Does it not strike one as a dreadful confession of admitted inferiority? For the life of me I cannot see how else to regard it. Maybe it is more true here than elsewhere. In fact, I feel reasonably sure that it is, local society being somewhat more sophisticated. But again I recur to my thesis, that I feel that the men have imposed this monstrous thing on their women.
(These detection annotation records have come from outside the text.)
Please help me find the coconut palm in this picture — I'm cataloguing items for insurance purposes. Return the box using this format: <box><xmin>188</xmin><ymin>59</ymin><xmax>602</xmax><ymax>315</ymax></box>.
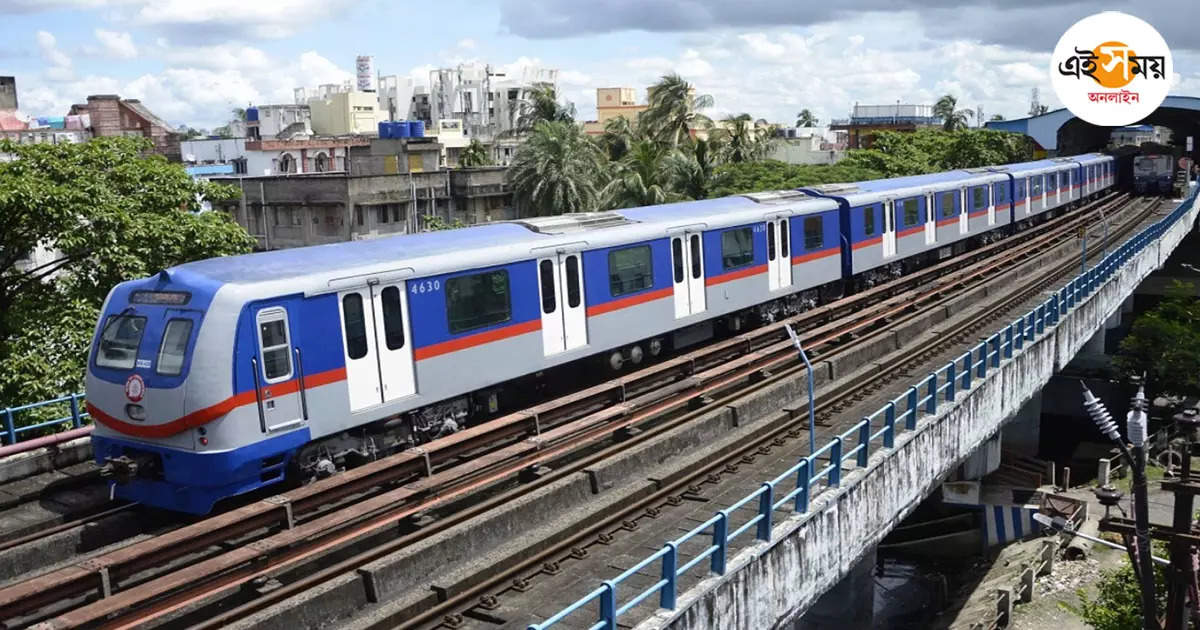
<box><xmin>600</xmin><ymin>139</ymin><xmax>682</xmax><ymax>208</ymax></box>
<box><xmin>512</xmin><ymin>85</ymin><xmax>575</xmax><ymax>133</ymax></box>
<box><xmin>637</xmin><ymin>73</ymin><xmax>713</xmax><ymax>148</ymax></box>
<box><xmin>508</xmin><ymin>120</ymin><xmax>602</xmax><ymax>215</ymax></box>
<box><xmin>796</xmin><ymin>108</ymin><xmax>821</xmax><ymax>127</ymax></box>
<box><xmin>934</xmin><ymin>95</ymin><xmax>971</xmax><ymax>131</ymax></box>
<box><xmin>458</xmin><ymin>139</ymin><xmax>492</xmax><ymax>168</ymax></box>
<box><xmin>713</xmin><ymin>114</ymin><xmax>772</xmax><ymax>162</ymax></box>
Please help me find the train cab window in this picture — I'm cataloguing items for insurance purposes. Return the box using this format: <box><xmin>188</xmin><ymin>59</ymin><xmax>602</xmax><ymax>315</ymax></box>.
<box><xmin>154</xmin><ymin>319</ymin><xmax>192</xmax><ymax>377</ymax></box>
<box><xmin>721</xmin><ymin>228</ymin><xmax>754</xmax><ymax>269</ymax></box>
<box><xmin>608</xmin><ymin>245</ymin><xmax>654</xmax><ymax>298</ymax></box>
<box><xmin>379</xmin><ymin>287</ymin><xmax>404</xmax><ymax>350</ymax></box>
<box><xmin>901</xmin><ymin>199</ymin><xmax>920</xmax><ymax>228</ymax></box>
<box><xmin>446</xmin><ymin>269</ymin><xmax>512</xmax><ymax>334</ymax></box>
<box><xmin>96</xmin><ymin>314</ymin><xmax>146</xmax><ymax>370</ymax></box>
<box><xmin>804</xmin><ymin>216</ymin><xmax>824</xmax><ymax>247</ymax></box>
<box><xmin>566</xmin><ymin>256</ymin><xmax>583</xmax><ymax>308</ymax></box>
<box><xmin>258</xmin><ymin>302</ymin><xmax>292</xmax><ymax>383</ymax></box>
<box><xmin>538</xmin><ymin>260</ymin><xmax>558</xmax><ymax>313</ymax></box>
<box><xmin>671</xmin><ymin>239</ymin><xmax>683</xmax><ymax>282</ymax></box>
<box><xmin>971</xmin><ymin>186</ymin><xmax>988</xmax><ymax>210</ymax></box>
When I reflect on this, I can forgive Caroline a lot of her foibles, as, with the usual aids, she could surpass most of the devotees of the Great God Enamel, for she has the features, and a shape and poise of the head hard to surpass. The fact that she is vastly prettier in her exotic way than she would be if whitened to the dull American level wo
uld, of course, make no difference with most of them, and I imagine they actually disapprove of her for not making the change. As for Tommie, she is perfect as she is. Her skin is like brown satin, only there never was satin half so fine, and it would be ridiculous, if it were not a thing to weep over, to reflect that the Anglo-Saxon civilization of America has made such beauty a badge of inferiority, and has made us regard any lying imitation of the white man’s type, however spurious to the most casual glance it may be, as a real achievement. But pardon this aside!
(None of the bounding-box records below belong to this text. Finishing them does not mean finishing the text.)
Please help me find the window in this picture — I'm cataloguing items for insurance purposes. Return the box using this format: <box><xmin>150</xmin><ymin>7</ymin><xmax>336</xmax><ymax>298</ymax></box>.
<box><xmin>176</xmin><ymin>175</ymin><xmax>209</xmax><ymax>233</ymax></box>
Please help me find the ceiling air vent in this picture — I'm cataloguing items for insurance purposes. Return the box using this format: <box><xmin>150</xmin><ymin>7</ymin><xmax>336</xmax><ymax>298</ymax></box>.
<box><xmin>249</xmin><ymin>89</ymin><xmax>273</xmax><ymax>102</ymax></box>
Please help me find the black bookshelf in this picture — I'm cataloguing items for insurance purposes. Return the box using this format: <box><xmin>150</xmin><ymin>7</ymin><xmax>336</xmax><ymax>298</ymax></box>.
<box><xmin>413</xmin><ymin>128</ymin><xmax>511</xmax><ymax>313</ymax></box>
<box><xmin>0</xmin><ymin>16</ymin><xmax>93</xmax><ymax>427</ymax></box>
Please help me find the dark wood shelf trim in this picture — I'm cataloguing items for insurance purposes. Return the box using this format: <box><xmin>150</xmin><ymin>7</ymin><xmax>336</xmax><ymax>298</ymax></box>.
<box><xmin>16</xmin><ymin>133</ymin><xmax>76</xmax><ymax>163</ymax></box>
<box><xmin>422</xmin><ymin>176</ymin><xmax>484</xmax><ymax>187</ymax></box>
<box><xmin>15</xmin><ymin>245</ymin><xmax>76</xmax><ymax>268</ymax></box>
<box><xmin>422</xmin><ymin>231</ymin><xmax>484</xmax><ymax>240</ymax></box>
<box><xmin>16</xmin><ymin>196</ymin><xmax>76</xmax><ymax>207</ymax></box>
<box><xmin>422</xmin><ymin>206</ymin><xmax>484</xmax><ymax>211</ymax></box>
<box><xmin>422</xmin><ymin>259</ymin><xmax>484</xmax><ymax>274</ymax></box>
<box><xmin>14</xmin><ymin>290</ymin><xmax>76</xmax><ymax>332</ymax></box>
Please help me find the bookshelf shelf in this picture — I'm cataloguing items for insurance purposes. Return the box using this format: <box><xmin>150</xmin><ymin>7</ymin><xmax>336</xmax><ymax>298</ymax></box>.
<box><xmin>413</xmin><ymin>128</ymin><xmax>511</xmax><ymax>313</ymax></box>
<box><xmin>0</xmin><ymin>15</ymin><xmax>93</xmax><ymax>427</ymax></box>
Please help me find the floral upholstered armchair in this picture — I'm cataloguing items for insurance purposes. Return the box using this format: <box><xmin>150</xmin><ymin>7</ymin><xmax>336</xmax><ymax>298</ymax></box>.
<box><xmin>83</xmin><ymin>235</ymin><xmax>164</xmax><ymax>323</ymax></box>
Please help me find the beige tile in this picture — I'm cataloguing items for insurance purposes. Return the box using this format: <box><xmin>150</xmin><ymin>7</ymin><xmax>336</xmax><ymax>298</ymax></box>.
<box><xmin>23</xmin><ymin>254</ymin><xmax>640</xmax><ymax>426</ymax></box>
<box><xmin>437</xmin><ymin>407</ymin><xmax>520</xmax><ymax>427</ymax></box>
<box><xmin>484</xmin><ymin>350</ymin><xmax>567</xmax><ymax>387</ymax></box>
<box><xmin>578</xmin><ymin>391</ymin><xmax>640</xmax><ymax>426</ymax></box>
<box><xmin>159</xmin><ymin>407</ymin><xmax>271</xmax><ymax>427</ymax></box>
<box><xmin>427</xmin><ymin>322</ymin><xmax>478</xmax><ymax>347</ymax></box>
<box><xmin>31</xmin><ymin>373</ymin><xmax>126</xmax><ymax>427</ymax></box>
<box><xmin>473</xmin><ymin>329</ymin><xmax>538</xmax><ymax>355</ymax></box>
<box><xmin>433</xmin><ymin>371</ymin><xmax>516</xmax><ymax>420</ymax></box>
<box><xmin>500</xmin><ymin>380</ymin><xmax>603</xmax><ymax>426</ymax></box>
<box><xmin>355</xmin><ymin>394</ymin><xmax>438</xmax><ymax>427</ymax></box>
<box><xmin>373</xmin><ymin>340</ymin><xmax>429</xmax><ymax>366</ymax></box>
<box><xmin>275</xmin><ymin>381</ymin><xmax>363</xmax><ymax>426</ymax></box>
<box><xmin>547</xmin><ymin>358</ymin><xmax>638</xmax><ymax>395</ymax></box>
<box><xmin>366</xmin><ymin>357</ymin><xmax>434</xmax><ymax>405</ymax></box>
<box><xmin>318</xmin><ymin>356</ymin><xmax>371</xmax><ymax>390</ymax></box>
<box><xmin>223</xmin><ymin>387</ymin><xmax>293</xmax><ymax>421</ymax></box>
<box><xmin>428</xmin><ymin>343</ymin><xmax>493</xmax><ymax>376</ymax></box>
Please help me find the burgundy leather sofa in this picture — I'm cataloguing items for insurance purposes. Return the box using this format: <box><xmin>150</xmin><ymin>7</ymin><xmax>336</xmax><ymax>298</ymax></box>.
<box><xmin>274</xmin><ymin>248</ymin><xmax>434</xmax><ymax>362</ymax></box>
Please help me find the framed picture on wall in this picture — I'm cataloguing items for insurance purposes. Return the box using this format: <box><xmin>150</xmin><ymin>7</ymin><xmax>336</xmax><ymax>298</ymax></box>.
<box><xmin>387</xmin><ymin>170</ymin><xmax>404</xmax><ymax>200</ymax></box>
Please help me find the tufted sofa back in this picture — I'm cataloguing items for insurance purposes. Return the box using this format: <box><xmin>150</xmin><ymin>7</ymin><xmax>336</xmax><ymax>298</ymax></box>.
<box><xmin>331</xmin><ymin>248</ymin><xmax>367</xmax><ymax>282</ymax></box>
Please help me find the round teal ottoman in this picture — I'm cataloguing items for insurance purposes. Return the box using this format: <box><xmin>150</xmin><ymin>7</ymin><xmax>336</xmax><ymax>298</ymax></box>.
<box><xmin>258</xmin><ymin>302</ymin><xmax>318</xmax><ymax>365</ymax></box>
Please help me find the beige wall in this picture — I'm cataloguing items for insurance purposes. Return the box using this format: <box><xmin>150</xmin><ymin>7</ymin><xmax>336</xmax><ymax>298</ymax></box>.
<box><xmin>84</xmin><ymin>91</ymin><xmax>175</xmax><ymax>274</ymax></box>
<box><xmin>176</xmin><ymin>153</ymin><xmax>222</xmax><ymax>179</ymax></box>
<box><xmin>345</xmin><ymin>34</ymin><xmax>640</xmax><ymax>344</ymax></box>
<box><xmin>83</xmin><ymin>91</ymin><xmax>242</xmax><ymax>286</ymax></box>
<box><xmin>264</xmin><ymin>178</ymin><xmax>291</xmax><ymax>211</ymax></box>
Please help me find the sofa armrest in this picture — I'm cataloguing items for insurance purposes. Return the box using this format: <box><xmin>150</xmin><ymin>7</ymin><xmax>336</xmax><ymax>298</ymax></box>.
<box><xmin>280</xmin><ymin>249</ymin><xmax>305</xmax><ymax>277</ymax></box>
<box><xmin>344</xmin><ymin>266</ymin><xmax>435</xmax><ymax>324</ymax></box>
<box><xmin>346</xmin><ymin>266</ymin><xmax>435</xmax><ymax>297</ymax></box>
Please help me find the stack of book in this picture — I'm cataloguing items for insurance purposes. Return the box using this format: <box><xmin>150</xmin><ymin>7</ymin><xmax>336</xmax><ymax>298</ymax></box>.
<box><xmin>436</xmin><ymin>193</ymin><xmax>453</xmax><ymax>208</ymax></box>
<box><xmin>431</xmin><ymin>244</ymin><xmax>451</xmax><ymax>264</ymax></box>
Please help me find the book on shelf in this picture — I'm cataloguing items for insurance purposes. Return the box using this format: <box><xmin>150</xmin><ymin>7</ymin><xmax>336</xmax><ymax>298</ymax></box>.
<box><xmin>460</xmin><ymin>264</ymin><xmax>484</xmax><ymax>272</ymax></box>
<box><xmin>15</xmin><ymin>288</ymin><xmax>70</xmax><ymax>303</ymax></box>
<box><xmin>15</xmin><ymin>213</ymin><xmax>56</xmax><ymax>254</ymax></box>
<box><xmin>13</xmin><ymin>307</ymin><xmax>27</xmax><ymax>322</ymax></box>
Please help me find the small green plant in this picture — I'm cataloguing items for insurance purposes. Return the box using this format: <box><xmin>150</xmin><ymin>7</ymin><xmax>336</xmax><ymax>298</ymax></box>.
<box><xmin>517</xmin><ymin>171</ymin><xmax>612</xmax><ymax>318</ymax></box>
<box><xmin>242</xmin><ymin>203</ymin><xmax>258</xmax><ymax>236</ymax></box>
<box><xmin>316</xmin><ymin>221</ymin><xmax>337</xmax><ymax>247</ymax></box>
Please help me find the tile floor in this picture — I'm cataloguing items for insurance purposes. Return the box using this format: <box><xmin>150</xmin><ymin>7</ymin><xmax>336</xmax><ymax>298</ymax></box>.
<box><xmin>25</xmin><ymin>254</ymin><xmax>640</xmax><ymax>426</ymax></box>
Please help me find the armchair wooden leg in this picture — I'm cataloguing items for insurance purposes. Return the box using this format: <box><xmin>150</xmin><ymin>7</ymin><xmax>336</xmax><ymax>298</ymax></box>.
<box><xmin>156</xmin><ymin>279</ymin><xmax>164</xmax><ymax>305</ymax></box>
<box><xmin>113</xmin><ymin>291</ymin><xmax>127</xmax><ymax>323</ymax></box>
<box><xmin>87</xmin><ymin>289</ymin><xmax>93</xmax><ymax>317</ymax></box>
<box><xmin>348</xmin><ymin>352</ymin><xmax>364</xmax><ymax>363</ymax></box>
In the midst of our conversation, Tommie started as if she suddenly had recalled something, got her handbag from the side table where she had thrown it on coming in, and produced therefrom a letter, which she tossed across the table to me.
“I thought our sociologist might be interested in it,” she said, laughing.
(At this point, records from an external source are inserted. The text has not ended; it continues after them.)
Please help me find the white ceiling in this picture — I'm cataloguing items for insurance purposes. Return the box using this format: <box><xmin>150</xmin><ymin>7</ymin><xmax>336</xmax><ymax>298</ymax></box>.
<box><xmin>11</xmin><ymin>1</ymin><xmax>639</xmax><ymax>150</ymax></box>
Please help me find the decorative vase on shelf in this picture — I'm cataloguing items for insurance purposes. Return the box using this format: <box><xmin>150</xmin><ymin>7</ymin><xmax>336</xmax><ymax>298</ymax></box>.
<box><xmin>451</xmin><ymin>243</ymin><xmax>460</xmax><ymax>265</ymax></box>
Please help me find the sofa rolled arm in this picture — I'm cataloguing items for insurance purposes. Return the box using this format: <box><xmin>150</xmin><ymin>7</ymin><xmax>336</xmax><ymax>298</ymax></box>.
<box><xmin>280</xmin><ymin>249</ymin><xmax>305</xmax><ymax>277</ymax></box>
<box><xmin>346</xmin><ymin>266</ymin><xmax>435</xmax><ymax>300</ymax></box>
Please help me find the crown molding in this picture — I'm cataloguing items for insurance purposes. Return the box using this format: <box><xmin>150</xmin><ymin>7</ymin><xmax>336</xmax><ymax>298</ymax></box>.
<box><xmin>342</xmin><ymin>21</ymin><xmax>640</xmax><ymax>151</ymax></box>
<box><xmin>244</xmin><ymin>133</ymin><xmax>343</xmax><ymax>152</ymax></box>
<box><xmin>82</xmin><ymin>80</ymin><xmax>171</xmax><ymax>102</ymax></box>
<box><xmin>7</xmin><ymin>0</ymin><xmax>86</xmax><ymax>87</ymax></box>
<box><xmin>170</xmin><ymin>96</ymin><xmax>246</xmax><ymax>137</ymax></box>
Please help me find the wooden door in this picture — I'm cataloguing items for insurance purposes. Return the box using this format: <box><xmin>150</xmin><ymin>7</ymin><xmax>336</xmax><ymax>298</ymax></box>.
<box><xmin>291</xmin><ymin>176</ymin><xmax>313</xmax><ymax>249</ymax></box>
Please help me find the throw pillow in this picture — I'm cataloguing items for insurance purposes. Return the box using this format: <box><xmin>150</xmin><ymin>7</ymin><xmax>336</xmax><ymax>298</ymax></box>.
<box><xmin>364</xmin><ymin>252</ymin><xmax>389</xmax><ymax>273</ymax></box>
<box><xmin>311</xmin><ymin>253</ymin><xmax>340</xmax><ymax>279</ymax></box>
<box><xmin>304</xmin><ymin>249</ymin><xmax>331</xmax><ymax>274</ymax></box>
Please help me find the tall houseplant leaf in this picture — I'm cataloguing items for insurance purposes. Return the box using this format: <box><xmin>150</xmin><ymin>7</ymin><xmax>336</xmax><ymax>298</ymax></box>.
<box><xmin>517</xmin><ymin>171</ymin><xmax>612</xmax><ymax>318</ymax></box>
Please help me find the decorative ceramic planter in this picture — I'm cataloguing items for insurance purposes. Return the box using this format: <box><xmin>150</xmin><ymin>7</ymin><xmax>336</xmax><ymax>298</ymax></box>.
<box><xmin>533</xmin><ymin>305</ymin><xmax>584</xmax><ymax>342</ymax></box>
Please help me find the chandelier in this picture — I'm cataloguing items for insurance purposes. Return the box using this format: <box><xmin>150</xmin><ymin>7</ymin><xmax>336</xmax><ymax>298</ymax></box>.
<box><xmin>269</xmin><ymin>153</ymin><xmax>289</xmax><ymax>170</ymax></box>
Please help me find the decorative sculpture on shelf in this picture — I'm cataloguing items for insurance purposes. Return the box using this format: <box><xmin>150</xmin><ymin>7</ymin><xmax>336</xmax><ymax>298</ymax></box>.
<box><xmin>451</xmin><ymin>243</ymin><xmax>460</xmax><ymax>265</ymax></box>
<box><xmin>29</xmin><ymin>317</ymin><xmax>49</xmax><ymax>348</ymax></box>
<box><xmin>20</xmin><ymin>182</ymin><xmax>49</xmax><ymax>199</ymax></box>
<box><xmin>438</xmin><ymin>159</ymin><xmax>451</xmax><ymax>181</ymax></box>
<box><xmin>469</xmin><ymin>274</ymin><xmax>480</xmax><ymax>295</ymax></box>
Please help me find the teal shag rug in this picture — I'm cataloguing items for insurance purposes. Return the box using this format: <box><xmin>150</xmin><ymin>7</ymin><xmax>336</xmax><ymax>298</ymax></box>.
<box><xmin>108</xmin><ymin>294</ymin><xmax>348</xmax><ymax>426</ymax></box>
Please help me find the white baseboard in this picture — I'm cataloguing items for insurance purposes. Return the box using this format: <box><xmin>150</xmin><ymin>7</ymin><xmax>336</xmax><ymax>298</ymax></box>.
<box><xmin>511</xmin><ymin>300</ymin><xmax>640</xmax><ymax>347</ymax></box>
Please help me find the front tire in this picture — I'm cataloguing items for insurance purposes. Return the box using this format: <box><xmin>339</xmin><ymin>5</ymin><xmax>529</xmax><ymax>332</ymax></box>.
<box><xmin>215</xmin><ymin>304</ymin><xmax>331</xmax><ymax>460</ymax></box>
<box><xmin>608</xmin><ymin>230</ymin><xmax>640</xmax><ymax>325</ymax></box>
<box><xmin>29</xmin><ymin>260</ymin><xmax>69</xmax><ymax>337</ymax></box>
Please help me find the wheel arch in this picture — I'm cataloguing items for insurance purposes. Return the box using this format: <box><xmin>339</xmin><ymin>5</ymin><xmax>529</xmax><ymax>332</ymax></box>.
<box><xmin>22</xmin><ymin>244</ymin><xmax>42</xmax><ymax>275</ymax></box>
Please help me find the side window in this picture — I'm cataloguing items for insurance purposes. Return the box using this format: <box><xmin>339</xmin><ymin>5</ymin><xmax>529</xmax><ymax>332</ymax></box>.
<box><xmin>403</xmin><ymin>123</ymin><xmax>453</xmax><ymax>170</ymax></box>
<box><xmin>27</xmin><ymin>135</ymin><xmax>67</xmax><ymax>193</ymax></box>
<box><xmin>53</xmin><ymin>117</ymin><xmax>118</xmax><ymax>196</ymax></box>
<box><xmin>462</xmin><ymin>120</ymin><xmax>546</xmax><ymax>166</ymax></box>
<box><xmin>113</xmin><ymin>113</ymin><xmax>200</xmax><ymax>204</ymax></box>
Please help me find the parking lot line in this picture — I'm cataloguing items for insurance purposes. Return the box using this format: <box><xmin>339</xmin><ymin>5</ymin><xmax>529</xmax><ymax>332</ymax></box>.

I opened and read. As I have not the letter by me, I can only reproduce the gist of it, which was somewhat as follows: The undersigned (writing from an address in New York, not two blocks from you, old fellow) announces that he is going to be in Washington on the Tuesday before the game, and will have on hand a remarkably fine assortment of high-grade fur coats, evening gowns, silk lingerie, stockings, and the like at unusually low prices. If responsible persons, having in mind definite wants, will communicate with him, he will try to meet their individual needs. Terms, of course, in consideration of the really nominal prices asked, must be cash down. When I had finished reading, I looked inquiringly at Tommie.
“Those same chaps operated in Philadelphia last year. I saw some of the things they sold,” she said.
“What is the idea?” I asked, just to see what she would say, for I recalled what some of our New York friends told us the past summer.
“What idea would you get if a man had a $500 fur coat for sale for anything above $75 each? And $50 gowns for $10 cash? And $4 silk stockings for 75 cents a pair? And everything new and absolutely up-to-date?”